Although there should be a doctor on every ship, it is quite common for an unsuitable person with no knowledge to be entrusted with the health of hundreds in return for a free passage. Pity the unlucky ones who are stricken by a serious evil and when nature or humans don't come to his aid he has little hope. Yet still, illnesses are not uncommon. Those accustomed to a totally different life style, the daily routine of solid meals without physical exertion, the restricted accommodation, all sorts of cluttered and pungent fume that fill the rooms must all have a detrimental effect on many as does the affliction of the so-called sea-sickness. We had just reached the North-Sea and the suffering began. Grievances, Complaints, moaning from all corners and sections and no matter what means they applied to stop it, nothing helped and if anything, it prolonged the outbreak. some enjoyed nothing, others filled their bellies, others decided to await the inevitable by lying in their bunks. Others were emboldened by wine and spirits, sang songs or jumped about in heady defiance only to join the others by eventually succumbing and ending up in a state of semi consciousness at a later stage.

Here the children groaned, over there bitter accusations were made by the much-suffering wives against their husbands who as they attested were responsible for getting them on board and where they are now losing their spirit. Poor lamentable husbands, as much as you want to help, you cannot, and when you are thrown onto vour bunk you sink into a state of indifference where you couldn't care less if it's the end of the world or not. If, however you remain lucid and reflective, then you wished vou were back home with your loved ones, on safe lands and rue the hour that took you to the swaying seas. With many the course of events may have cured them and they eventually become seaworthy, whereas with others the ill feeling returns with every forceful movement of the ship. Yes, there are people that cannot rid their affliction to sea sickness as long as the ship is in motion. Strong will power can however do much to alleviate - or at least shorten the illness and the stay in fresh air does much to restore the aching body and ease its healing.

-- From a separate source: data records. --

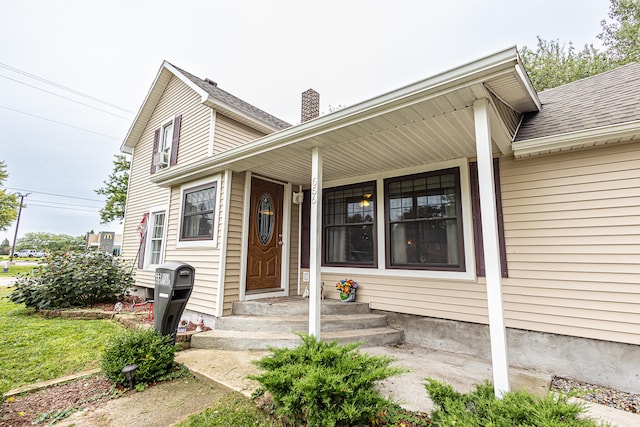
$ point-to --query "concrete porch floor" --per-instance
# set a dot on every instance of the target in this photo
(229, 369)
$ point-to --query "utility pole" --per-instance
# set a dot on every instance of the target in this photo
(15, 236)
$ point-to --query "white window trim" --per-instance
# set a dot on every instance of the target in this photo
(467, 225)
(213, 243)
(165, 123)
(147, 250)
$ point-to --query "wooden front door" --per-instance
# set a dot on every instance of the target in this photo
(264, 257)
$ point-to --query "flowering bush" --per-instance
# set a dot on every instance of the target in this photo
(346, 286)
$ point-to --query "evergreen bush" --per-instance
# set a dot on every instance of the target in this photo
(481, 408)
(73, 280)
(151, 351)
(324, 383)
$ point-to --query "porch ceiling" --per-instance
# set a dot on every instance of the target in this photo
(428, 122)
(412, 136)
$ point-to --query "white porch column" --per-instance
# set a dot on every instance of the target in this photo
(491, 247)
(315, 250)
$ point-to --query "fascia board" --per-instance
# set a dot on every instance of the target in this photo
(575, 140)
(239, 115)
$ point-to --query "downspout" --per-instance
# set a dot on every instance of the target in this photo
(299, 242)
(493, 275)
(223, 243)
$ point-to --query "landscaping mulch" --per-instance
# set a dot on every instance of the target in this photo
(45, 405)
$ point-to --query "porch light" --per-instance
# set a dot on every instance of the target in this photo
(128, 372)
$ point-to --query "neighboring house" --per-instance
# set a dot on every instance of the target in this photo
(105, 241)
(389, 192)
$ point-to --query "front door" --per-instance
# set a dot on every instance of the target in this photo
(264, 257)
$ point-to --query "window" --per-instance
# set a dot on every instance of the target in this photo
(167, 136)
(424, 221)
(349, 225)
(166, 139)
(156, 237)
(198, 213)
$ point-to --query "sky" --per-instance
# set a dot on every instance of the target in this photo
(74, 73)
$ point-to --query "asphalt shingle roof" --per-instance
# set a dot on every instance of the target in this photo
(234, 101)
(612, 97)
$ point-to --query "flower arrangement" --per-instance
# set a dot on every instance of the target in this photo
(347, 286)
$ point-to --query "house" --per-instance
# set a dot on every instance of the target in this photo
(481, 216)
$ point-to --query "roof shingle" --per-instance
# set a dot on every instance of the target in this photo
(234, 101)
(602, 100)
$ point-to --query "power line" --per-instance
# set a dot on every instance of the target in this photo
(60, 123)
(52, 194)
(62, 207)
(65, 97)
(65, 204)
(58, 85)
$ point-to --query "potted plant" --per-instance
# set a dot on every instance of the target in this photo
(347, 288)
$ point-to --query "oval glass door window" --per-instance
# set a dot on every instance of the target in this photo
(265, 219)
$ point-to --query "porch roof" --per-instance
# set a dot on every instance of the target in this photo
(425, 122)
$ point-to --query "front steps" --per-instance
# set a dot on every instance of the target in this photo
(275, 322)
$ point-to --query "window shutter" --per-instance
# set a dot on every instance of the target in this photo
(477, 219)
(141, 250)
(173, 159)
(156, 143)
(305, 239)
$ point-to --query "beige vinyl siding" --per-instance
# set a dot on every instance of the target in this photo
(230, 134)
(176, 99)
(205, 259)
(572, 231)
(234, 244)
(463, 301)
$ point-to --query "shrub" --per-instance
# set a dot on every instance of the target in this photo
(325, 383)
(481, 408)
(73, 280)
(151, 351)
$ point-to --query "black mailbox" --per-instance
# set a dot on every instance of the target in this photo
(174, 282)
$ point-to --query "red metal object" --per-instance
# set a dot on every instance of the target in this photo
(149, 310)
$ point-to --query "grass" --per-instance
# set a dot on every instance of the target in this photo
(37, 349)
(14, 270)
(232, 409)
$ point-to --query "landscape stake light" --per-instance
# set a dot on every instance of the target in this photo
(128, 372)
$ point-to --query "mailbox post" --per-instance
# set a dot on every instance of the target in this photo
(174, 282)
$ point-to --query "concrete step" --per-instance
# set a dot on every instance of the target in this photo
(252, 340)
(300, 323)
(295, 306)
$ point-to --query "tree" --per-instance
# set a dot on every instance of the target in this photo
(553, 63)
(9, 203)
(622, 36)
(5, 247)
(52, 243)
(116, 190)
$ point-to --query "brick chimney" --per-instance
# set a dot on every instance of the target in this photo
(310, 105)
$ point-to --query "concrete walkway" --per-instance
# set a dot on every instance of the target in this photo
(229, 369)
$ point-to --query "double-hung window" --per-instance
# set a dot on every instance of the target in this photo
(156, 237)
(349, 225)
(424, 221)
(198, 213)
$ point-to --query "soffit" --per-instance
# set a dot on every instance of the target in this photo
(428, 122)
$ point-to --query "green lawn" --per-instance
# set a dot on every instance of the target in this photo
(37, 349)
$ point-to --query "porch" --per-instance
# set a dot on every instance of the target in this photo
(229, 369)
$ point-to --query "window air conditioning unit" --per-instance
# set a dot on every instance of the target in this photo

I am not in a position to dispute the claim by sailors that this shock to the body would harden one's resistance against sickness for the later stages of the journey. From my personal experience I could not agree nor disagree, because I was never sea sick and always felt good. In any case, we should thank God that we only had few illnesses amongst the adults. Of the children six died and five were born. Luckily, we had a very experienced mid wife on board so that, even though Schomburgk had undergone a course on childbirth, we had no fatalities in that area. On other ships on the other hand that had gone to Australia there were many casualties and deaths, especially on the' Wilhelmine Marie' as well as on the 'Emmy' of which the latter had 30 deaths. This unfortunate English ship was hereafter known as the 'Death Ship'. Although most of the children buried at sea were of a tender age, (only one cute girl had already passed her 8th birthday) the hearts of the parents were torn in a most painful way.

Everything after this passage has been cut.